Treasury Bears Eye Tax Talks as Trigger for Yields to Rise Again
(Bloomberg) -- This month’s retreat in Treasury yields is temporary and tax negotiations among U.S. lawmakers may provide the next trigger for rates to run higher.
That’s the view of Priya Misra, global head of rates strategy at TD Securities in New York, who sees 10-year yields headed for 2% by year end, though “not in a straight line.”
While the Biden administration’s spending plans are expected to boost economic growth and bond yields, its tax agenda presents a significant counterweight. That makes the tension brewing among Democrats on taxes a must-watch area for traders, according to Misra.
On Wednesday, Treasury Secretary Janet Yellen unveiled a detailed sales pitch for the proposed tax code change, saying it would bring back about $2 trillion in corporate profits into the U.S. over a decade. The plan already faces stark opposition from Republican lawmakers and even some Democrats.
“All eyes are on the fiscal negotiations,” Misra said. “The proposal has huge tax increases but if they get watered down, rates will rise.”

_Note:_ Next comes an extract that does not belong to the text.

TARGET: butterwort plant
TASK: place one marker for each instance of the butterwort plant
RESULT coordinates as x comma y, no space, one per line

In recent days, the 10-year yield has retreated from its 2021 peak of 1.77% on March 30, after rising more than 80 basis points in the first quarter. The pullback is “more a reality check” on the speed of change than any fundamental shift, said Misra.
She’s not alone in awaiting fresh catalysts to drive yields higher, judging by the ramp-up in short positions on the largest exchange-traded fund for long-dated Treasuries.
If economic data show the economy outstripping official estimates, “markets will likely begin to price in a tapering of bond purchases starting in early 2022 and a first increase in the federal funds rate in early 2023 or even late 2022,” David Kelly, chief global market strategist at JPMorgan Asset Management, said in a note. “This could easily push 10-year Treasury yields above 2% in the months ahead.”
Over the past week though, traders have also been taking in other issues, like patchy vaccine rollouts and Europe’s slower recovery, said John Vail, chief global strategist at at Nikko Asset Management Co. in Tokyo.
“Markets are pausing and taking stock of the economic growth cues,” he said.
The benchmark rate was little changed at around 1.65% as of 3 p.m. Wednesday in New York after the Federal Reserve’s March meeting minutes showed central bank officials expected it would be “some time” until conditions improve enough for a taper of asset purchases to begin.